Former Notre Dame linebacker Jaylon Smith has become at least the fourth highly-rated player in the last 18 months to collect on his loss of draft value insurance policy, two sources told CBS Sports.
But that is less of a story than the implications of Smith’s payout — believed to be $700,000. Will the increasing availability of such insurance and seeming frequency of payouts make it more likely that more players will be skipping bowl games?
“What you saw is the tip of the iceberg,” said Bryan Fisher, a Baton Rouge, Louisiana-based attorney who works with college players vetting insurance. “You’re going to see a lot of kids skipping.”
Much was made of Stanford’s Christian McCaffrey and LSU’s Leonard Fournette skipping their teams’ bowl games because of injury concerns.
Their loyalty was questioned by some even though McCaffrey touched the ball more than 800 times at Stanford.

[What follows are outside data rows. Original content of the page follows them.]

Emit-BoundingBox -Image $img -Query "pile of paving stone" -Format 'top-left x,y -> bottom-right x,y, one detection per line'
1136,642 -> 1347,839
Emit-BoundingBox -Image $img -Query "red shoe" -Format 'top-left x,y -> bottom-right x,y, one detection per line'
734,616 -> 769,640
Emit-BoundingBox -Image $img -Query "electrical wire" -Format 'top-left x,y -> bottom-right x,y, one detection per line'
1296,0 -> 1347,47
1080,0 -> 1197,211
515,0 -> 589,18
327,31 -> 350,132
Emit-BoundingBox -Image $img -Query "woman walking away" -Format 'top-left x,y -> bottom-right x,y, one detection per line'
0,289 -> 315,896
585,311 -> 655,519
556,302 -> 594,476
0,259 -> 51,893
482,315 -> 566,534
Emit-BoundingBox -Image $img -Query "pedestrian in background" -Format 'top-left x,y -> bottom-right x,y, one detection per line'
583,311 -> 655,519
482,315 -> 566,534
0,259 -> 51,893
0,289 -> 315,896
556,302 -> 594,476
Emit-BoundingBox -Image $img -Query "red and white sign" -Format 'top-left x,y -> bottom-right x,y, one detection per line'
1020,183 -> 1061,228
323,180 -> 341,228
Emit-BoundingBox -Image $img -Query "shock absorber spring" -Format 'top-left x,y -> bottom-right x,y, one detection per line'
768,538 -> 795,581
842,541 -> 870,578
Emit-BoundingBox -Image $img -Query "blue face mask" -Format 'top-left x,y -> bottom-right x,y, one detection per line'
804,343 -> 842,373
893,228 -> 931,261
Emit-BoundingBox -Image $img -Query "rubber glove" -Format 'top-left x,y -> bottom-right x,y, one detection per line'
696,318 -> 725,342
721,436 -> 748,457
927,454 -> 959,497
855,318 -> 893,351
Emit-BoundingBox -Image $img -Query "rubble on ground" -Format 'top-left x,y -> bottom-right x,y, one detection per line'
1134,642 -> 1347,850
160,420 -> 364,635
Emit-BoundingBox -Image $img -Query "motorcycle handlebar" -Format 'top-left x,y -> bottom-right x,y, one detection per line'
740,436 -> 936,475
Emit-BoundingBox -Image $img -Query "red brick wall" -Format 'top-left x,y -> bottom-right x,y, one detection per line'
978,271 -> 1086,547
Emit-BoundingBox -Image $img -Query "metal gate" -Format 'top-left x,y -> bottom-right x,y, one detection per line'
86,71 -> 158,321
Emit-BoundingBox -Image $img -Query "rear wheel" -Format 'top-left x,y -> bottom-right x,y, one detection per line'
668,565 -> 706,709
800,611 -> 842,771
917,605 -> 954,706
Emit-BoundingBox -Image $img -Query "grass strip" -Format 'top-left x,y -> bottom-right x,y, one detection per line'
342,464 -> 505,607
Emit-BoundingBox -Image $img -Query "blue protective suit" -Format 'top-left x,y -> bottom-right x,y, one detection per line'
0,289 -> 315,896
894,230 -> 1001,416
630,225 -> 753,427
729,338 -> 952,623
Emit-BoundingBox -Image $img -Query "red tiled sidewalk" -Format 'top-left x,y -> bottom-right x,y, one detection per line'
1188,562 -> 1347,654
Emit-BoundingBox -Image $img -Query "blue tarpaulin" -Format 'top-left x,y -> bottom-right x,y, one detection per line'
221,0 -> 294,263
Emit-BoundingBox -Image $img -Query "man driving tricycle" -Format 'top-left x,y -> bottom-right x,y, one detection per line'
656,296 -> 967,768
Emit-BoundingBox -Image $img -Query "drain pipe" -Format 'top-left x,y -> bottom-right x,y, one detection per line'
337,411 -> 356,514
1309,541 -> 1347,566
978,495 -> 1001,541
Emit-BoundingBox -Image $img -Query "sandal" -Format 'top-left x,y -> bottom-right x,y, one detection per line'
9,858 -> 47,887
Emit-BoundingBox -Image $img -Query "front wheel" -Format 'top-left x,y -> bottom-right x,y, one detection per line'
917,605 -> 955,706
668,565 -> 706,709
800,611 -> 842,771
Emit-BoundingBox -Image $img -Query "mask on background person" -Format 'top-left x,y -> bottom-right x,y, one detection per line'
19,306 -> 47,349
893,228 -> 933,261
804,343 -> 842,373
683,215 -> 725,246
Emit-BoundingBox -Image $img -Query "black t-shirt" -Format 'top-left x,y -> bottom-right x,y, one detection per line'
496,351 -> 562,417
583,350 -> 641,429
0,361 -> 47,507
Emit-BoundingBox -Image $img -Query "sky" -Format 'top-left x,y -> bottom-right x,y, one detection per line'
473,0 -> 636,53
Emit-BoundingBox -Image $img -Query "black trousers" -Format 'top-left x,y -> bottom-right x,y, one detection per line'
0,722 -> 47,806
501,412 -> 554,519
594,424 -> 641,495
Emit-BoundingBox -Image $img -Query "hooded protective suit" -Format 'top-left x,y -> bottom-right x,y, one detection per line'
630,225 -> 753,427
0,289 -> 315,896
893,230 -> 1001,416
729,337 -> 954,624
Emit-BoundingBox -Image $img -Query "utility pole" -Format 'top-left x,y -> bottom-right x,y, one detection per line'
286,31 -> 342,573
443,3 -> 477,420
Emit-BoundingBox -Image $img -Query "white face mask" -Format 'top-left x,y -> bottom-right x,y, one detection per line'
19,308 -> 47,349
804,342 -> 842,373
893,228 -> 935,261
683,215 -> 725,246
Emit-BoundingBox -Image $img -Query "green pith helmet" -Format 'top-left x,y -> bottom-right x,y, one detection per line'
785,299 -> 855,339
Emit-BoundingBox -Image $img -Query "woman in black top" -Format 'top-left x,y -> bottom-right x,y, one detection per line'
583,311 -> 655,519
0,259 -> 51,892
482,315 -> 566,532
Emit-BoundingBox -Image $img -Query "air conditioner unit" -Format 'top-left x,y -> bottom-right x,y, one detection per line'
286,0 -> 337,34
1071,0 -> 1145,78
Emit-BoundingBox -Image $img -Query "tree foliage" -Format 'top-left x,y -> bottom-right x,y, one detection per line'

Fournette had been nicked up at LSU but was considered a workhorse himself.
Meanwhile, a cottage insurance industry has grown up around top-rated college football players in recent years. CBS Sports reported last year Fournette had separate $10 million policies for total disability and loss of value.
Even if Fournette collected on those policies, he’d get a fraction of what he would earn as long-time healthy NFL player. So does this mean the less football played, the better?
“I would probably say more young men will be cognizant that that is a reality,” said Ronnie Kaymore, CEO of Kaymore Sports Risk Management, who advises players on such matters.
It’s not like anybody can do much of anything to stop it, either, unless, I guess, the NCAA revokes its current policy of allowing players to borrow against their future earnings to buy such coverage. That would send one helluva negative message, though.
In the meantime, though, notice this bit at the end of Solomon’s story:
In the last four years, schools have begun exploiting in a loophole in NCAA rules that allows them to pay those premiums. The Student Assistance Fund at each school is stocked by NCAA money. Typically, there is $300,000-$350,000 in that fund.
The practice of paying for premiums has become so common, that it has become a recruiting tool.
“You would have a difficult time managing recruiting without paying the premium for insurance for players,” Oklahoma State coach Mike Gundy said. “If I had a son that I thought could be that good, if you’re a school that can’t pay the premiums, he’s not going there.”
Before you ask, even Georgia’s gone there. As long as those funds can’t be clawed back into the reserve fund, their existence will be useful for Smart in that regard.